R. Quella vicenda, e comunque tutta la rivoluzione di Mani Pulite, hanno finito per decretare la fine di una classe politica come effetto della legge sociale cosiddetta dell'eterogenesi dei fini. La "rivoluzione" di Tragnone, sul filo del diritto, ovvero applicando il diritto in maniera così rigorosa da finire per essere la negazione del diritto stesso, ha staccato la spina ad un malato terminale.

D. La caduta, dunque, di un "regime"...
R. Certamente. Si era arrivati al punto di non ritorno.

D. Un regime del quale, però, lei è stato un avvocato difensore...
R. Io difendo il diritto. Non possiamo liberarci di un sopruso con un altro sopruso. Dobbiamo rispettare i principi ispiratori della nostra esistenza che sono frutto della civiltà occidentale che, a sua volta, è figlia della cultura greca, romana e cristiana. Per dirla con Benedetto Croce, "Noi non possiamo non dirci cristiani".

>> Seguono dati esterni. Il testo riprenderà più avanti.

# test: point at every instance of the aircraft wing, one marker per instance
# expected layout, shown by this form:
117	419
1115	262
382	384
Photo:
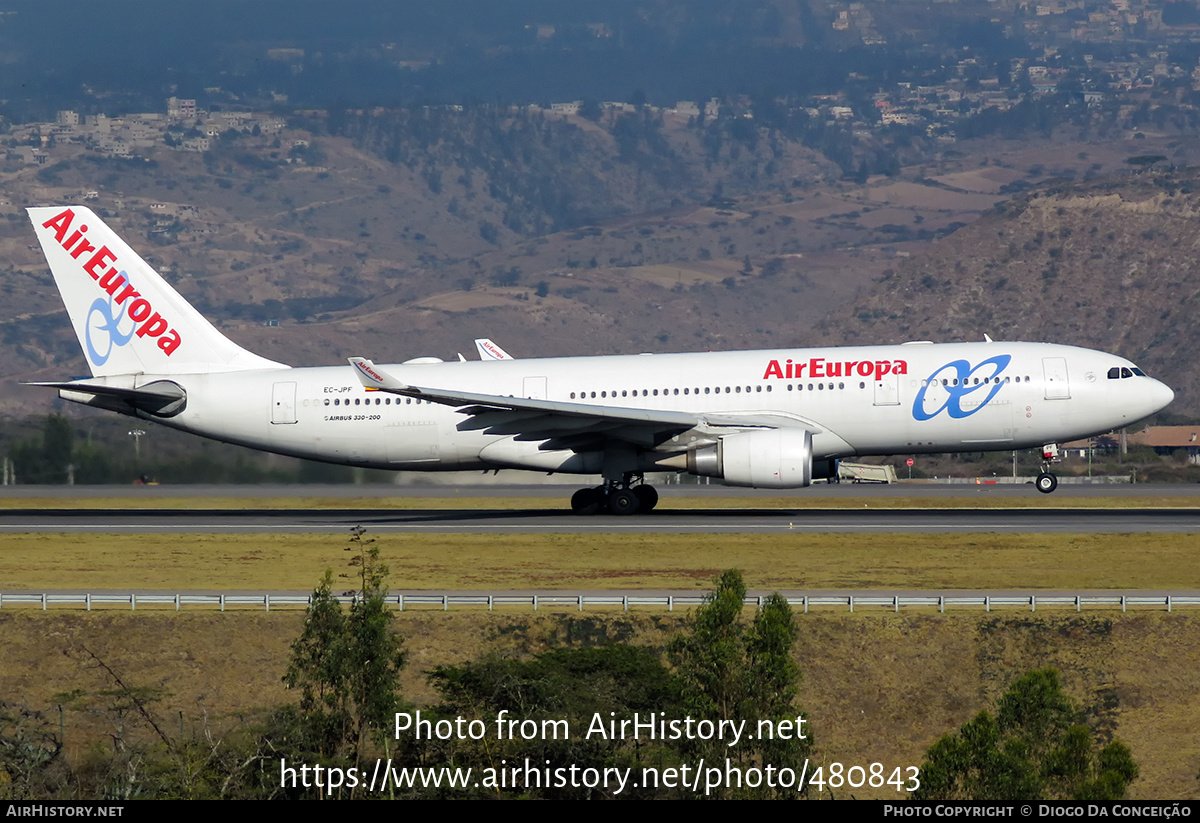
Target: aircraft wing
564	425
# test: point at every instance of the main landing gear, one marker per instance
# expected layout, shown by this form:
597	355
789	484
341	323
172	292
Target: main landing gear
1047	482
627	496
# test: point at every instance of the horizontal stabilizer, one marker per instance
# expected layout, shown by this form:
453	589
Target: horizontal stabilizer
376	379
161	398
490	350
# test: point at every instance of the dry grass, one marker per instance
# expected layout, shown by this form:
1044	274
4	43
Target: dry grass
793	560
442	502
877	688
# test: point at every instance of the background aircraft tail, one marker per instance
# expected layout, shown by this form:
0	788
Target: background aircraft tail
127	318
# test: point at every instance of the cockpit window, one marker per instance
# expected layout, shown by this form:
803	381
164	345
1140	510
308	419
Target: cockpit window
1121	372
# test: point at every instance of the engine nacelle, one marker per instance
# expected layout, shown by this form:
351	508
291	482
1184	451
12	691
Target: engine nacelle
772	458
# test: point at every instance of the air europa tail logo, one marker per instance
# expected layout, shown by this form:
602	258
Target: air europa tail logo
820	367
123	302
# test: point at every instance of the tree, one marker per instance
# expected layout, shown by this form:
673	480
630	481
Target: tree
732	672
1035	748
347	664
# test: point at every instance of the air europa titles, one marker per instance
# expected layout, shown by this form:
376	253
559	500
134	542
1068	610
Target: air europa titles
113	281
820	367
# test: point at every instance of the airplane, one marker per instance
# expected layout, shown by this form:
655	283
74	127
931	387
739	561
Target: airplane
767	419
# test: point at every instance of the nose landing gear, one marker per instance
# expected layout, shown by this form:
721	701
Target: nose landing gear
628	496
1047	482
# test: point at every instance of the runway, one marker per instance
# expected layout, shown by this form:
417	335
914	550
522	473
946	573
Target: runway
550	521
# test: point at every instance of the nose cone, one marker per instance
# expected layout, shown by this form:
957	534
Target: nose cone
1161	395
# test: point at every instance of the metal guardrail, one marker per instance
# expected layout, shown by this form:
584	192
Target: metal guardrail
579	601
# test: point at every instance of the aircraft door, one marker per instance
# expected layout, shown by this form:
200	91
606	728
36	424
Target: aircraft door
887	390
534	388
1055	371
283	403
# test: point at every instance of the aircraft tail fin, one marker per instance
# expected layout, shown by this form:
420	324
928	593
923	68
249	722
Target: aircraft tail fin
127	318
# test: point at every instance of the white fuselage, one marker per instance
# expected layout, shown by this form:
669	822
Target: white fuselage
856	401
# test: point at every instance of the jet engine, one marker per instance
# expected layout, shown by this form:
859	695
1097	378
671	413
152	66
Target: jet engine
771	458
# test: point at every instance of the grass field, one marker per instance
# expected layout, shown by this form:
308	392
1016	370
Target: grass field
231	562
561	502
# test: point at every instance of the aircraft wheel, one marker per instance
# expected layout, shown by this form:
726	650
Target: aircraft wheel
1047	482
587	502
623	502
647	497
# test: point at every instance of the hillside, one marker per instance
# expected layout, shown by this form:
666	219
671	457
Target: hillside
1105	264
565	236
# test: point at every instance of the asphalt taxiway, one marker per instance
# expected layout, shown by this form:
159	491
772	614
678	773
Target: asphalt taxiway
851	509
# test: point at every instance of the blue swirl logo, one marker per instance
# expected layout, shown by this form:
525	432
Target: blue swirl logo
959	379
105	326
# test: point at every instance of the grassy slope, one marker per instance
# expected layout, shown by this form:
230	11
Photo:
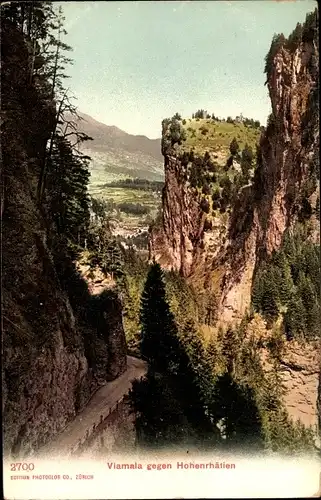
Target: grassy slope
219	136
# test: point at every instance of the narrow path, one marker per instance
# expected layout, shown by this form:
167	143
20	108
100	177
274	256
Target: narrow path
100	405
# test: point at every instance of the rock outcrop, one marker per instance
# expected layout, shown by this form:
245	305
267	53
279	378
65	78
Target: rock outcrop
54	355
225	256
222	256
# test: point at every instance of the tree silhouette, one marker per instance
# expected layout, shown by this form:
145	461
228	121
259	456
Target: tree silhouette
237	414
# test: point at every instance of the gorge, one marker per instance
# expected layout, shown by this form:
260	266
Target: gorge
237	241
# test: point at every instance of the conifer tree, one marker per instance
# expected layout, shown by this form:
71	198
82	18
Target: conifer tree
234	147
159	340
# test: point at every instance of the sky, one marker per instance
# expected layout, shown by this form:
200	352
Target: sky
136	63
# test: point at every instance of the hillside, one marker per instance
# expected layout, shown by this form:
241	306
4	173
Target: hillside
116	154
241	225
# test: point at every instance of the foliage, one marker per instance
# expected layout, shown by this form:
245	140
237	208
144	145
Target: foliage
278	41
173	380
289	285
234	147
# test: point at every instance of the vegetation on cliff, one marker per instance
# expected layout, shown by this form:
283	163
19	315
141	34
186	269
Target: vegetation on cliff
47	309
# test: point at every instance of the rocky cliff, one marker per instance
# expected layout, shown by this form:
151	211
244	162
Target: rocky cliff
221	251
55	354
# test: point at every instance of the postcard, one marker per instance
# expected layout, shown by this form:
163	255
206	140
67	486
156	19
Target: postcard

D. È subito dopo la "rivoluzione" che lei, nel 1994, si affaccia nella vita pubblica cittadina candidandosi a sindaco. Si sentiva, sulla soglia dei 70 anni, l'"uomo nuovo" per questa città?
R. Era quello il momento ideale per la rinascita politica e morale. Il "nuovo" era rappresentato dalla neonata Forza Italia che, però, a mio giudizio emanava euforica improvvisazione. Proprio Forza Italia venne a chiedermi di candidarmi a sindaco. Alcuni emissari, chissà perché da Avezzano, mi fecero una proposta ufficiale dopo che, mi dissero, il mio nome era stato fatto in numerose e partecipate riunioni del nascente "popolo" azzurro. Presi tempo. Mi sollevò dall'imbarazzo il fatto che, come mi si disse, Alleanza nazionale aveva posto un veto sul mio nome. La scelta poi cadde sul giornalista Gianfranco Volpe che andò al ballottaggio ma venne nettamente battuto da Centi. (9)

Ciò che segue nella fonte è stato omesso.